Whipped and shot to death – by the Sweden-linked mine

Severe abuse and children being shot to death. The brutal abuse is taking place in a mine with close links to the Swedish Export Credit Board. The state agency’s multi-billion subsidy goes to a mine, whose main owner is notorious for its brutal guards.
– It’s awful. It was a level of horror that I was not prepared for, says Tommy Jensen, professor of business administration.

The video clip is brutal. The guard with automatic weapons on his back raises his arm and lets the rough rope whip the men to the ground. The guard strikes again and again while foremen from the mining company laugh and seem to instruct him to continue. The men on the ground scream in pain.

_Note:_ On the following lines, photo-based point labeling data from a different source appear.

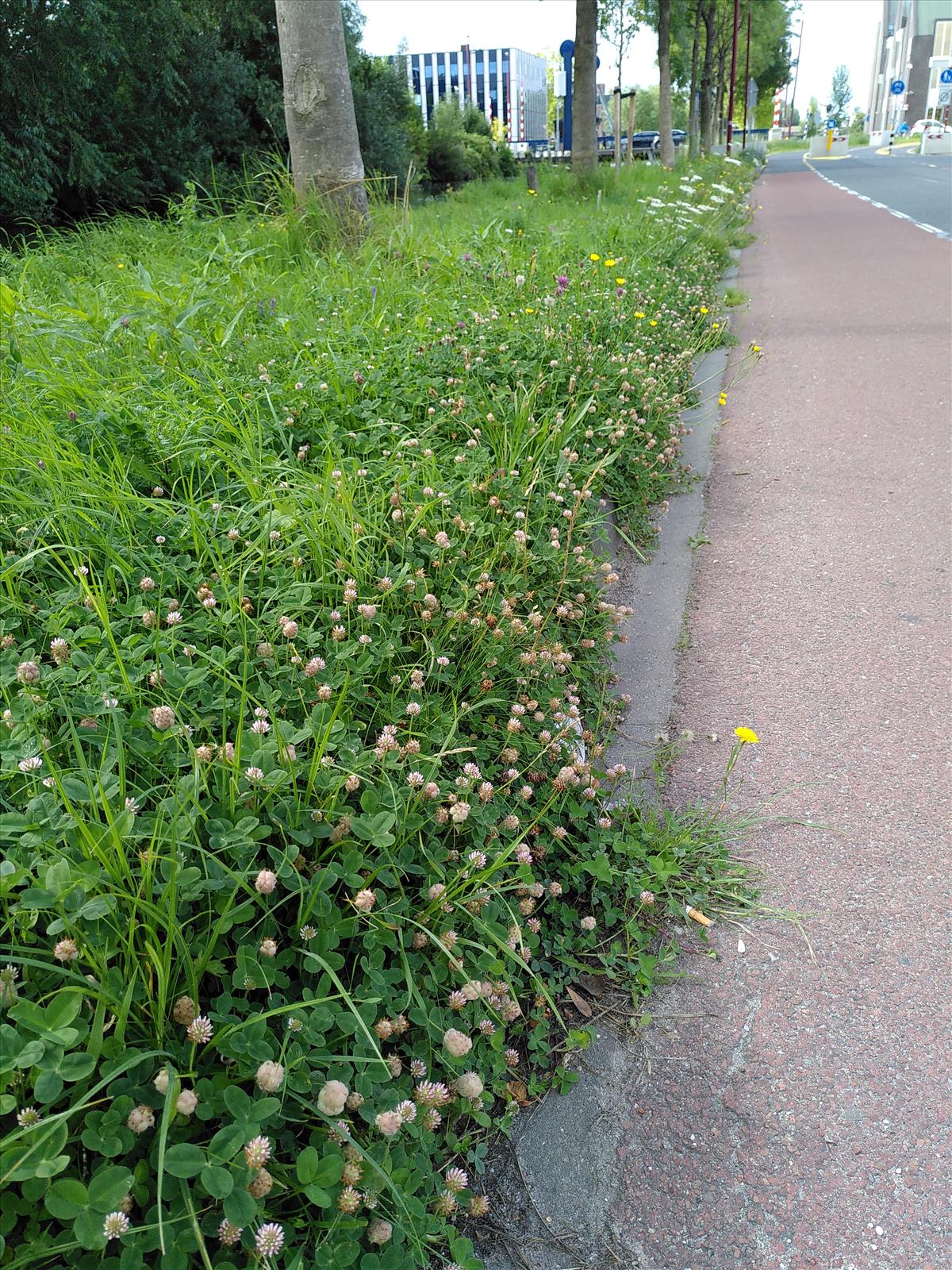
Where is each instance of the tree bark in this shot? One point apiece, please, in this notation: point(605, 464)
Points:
point(584, 140)
point(664, 93)
point(319, 106)
point(708, 13)
point(692, 99)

The next clip is even worse. Desperate people scream out their shock and despair. On the ground lie two dead children, shot to death by the mining company’s guards. The dead children are Kasongo, 13 years old, and Banza, 16 years old.

Both incidents occurred in Congo-Kinshasa’s notorious mining district, at a mine owned by the Chinese company Zijin.

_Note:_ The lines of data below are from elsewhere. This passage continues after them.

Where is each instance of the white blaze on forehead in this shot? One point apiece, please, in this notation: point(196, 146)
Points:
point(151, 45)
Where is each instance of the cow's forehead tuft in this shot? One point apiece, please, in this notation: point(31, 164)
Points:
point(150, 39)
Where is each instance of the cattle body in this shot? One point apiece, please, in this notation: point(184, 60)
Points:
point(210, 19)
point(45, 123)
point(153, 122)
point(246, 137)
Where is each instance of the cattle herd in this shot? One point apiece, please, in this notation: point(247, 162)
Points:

Credit guarantees of close to two million

Two miles away is the newer Kamoa copper mine. In that mine too, Zijin is the main owner. The mine is supported by the Swedish Export Credit Board. The state authority has issued credit guarantees of almost two billion kroner in a large deal where Kamoa Copper bought Swedish mining equipment. Sellers of the equipment are Swedish Sandvik and Epiroc.

Kalla Fakta’s investigation shows that the Swedish authorities received warnings before the deal that the mining companies’ guards are notorious for gross abuse of the population.

– If you sit in an authority and get the warning signals before you approve this, I think it’s almost scandalous, says Tommy Jensen, professor of business administration at Stockholm University.

Shot to death two months earlier

The two children were shot to death by Kamoa’s main owner Zijin two months before the Export Credit Board’s director general and board approved the billion-dollar guarantees.

The Export Credit Board must only do business with companies that respect human rights. But the authority is only assessing how the Kamoa mine is doing. What their main owner Zijin does in his older mine in the area is not relevant, according to the general manager.

How do you feel about Zijin’s second mine shooting two children to death?

– Of course it sounds terrible. But we are focusing on the mine that has just started and there we judge that they have the opportunity to meet international requirements, says general manager Anna-Karin Jatko.